Et reviens vite

Devenir parents, comme pour la majorité d’entre nous, a été d’accepter que désormais, les besoins, les désirs, le rythme d’un autre être que soi allait passer avant le nôtre. Et il y a un monde entre s’imaginer ce que cela représente, au quotidien, et vivre dans sa chair, lorsqu’on manque de sommeil, ou même lorsqu’on n’a pas envie de déjeuner à midi tapante, cette réalité du jour le jour.

Je me souviens des premières semaines, de cette ambivalence latente entre l’amour animal que j’éprouvais pour Romy, la fulgurance du devenir mère, et l’astreinte, démentielle, au bonheur. Le silence poli de ceux à qui j’ai rapidement osé dire que je n’aimais pas le congé maternité. Le sourire entendu des jeunes mamans, qui avaient encore en elles imprimé le souvenir brûlant de leur liberté mutilée. Et celui plus condescendant des mères d’enfants plus âgés, qui ont déjà atteint certains paliers d’autonomie de leurs petits et pérorent que non, ça n’a jamais été difficile. Car elles ont oublié, on oublie tous, et c’est sans doute la plus grande résilience de l’être humain.

J’ai très vite compris qu’il n’y avait pas de quoi me plaindre. Une réalité à apprivoiser, tout au plus. Romy a été un nourrisson facile. Elle pleurait peu, a fait ses nuits à trois mois, n’a jamais été malade au point que j’en perde le sommeil, et a globalement accueilli toutes les étapes à franchir avec une franche jovialité. Certains disent que nous, ses mamans, y sommes pour beaucoup. Je ne suis pas certaine d’être totalement à l’aise avec cette idée, car Romy façonne la jeune maman que je suis autant que mon état d’esprit influe sur son comportement. Et je ne la perçois pas comme un être littéralement modelable à l’envie. Elle a son caractère, mais j’admets qu’une part de notre équilibre s’est tissée dans ce dialogue silencieux des premières semaines. Un dialogue charnel, et dévorant.

Pourtant, je me souviens de cette phrase d’un membre de ma famille, lorsqu’elle avait 7 mois. Il me disait qu’à nous regarder, ça semblait éreintant de devenir parents. Il me disait ses appréhensions personnelles, et il me rappelait que j’ai sans doute surestimé ce qui peut se dire, et ce qui doit rester du domaine de la confidence. Car à bien fouiller dans notre nouvelle vie, nous étions déjà, à cette époque, des mamans épanouies, à l’aise avec le rythme de leur minie, et totalement rodées à l’imprévu. Mais cette vérité presque schizophrénique du devenir parent, j’ai compris qu’elle devait se vivre. D’ailleurs, j’y prêtais peu d’attention avant la naissance de Romy. Depuis, nous avons appris à être sereines face à nos contradictions.

Souvent, nous espérons que Romy va faire une longue sieste pour avoir un moment à nous, pour nous extraire du chronomètre et retrouver pour une heure ou deux l’illusion de disposer de nous-mêmes.

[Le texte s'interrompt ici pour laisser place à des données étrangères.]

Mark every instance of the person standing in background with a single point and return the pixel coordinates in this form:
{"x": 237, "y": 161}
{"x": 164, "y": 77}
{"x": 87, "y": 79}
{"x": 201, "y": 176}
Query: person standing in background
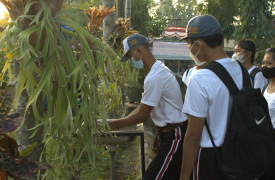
{"x": 245, "y": 53}
{"x": 268, "y": 69}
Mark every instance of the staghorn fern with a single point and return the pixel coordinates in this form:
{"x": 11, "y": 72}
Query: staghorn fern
{"x": 67, "y": 135}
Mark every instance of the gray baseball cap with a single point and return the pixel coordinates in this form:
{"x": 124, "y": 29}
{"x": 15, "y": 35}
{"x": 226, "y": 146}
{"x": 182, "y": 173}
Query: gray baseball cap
{"x": 131, "y": 42}
{"x": 203, "y": 25}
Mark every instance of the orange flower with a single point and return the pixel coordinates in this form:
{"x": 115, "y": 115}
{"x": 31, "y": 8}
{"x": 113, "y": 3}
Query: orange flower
{"x": 97, "y": 16}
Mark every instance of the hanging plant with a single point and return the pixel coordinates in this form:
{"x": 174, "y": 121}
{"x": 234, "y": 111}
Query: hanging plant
{"x": 62, "y": 74}
{"x": 12, "y": 162}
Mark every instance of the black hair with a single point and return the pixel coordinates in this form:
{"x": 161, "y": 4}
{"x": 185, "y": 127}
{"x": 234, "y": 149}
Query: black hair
{"x": 146, "y": 46}
{"x": 272, "y": 52}
{"x": 248, "y": 45}
{"x": 212, "y": 41}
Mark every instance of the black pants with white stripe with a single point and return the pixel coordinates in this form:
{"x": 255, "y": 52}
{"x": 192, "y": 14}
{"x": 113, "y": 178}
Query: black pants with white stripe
{"x": 167, "y": 163}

Mais dès qu’elle est couchée, une fois que le thé est bu, que les mails sont triés, très vite elle nous manque.

Chaque matin, nous nous battons pour être la première à pénétrer sa chambre baignée de sommeil, et tirer ses rideaux pour découvrir son sourire mutin, encore tout chiffon. Après la course commence, et nous oublions que nous avons tiré au sort qui aurait la chance de l’emmener chez sa nourrice, quitte à être en retard.

Le soir, il est extrêmement rare que l’une de nous s’attarde au travail. Nous avons appris à nous organiser autrement, à avancer plus vite, à bavarder moins, à renoncer aussi à ce qui ne peut être atteint. Nous ne sacrifions pas ces moments en famille qui représentent pourtant notre seconde journée de travail. 

Lorsque Romy décide, tout à coup, de partir en goguette, quand elle se promène seule à quelques mètres de notre surveillance, quand elle se plonge dans un livre et nous laisse vaquer, nous soufflons. Un instant. Et très vite nous nous retenons de l’appeler, tant elle nous manque déjà. 

Nos silences, qui lui disent de trouver son propre chemin, cachent notre vérité de mamans : ce grand écart constant entre le désir de la voir gagner en autonomie, et l’envie pressante de la retrouver. Cette certitude invisible qu’en acceptant de sacrifier notre liberté à celle d’un enfant, nous avons choisi d’admettre que l’accompagnement vaut plus que la satisfaction personnelle – même si les deux se rejoignent au fond. Et je crois qu’il n’y a pas de plainte dans cette vérité, car elle n’empêche pas l’amour. Bien au contraire.

Alors quand notre fille s’éloigne, ma voix lui dit toujours de bien en profiter. Et mon coeur muet de vite revenir, car je pourrais vivre mille vies lovée contre son cou.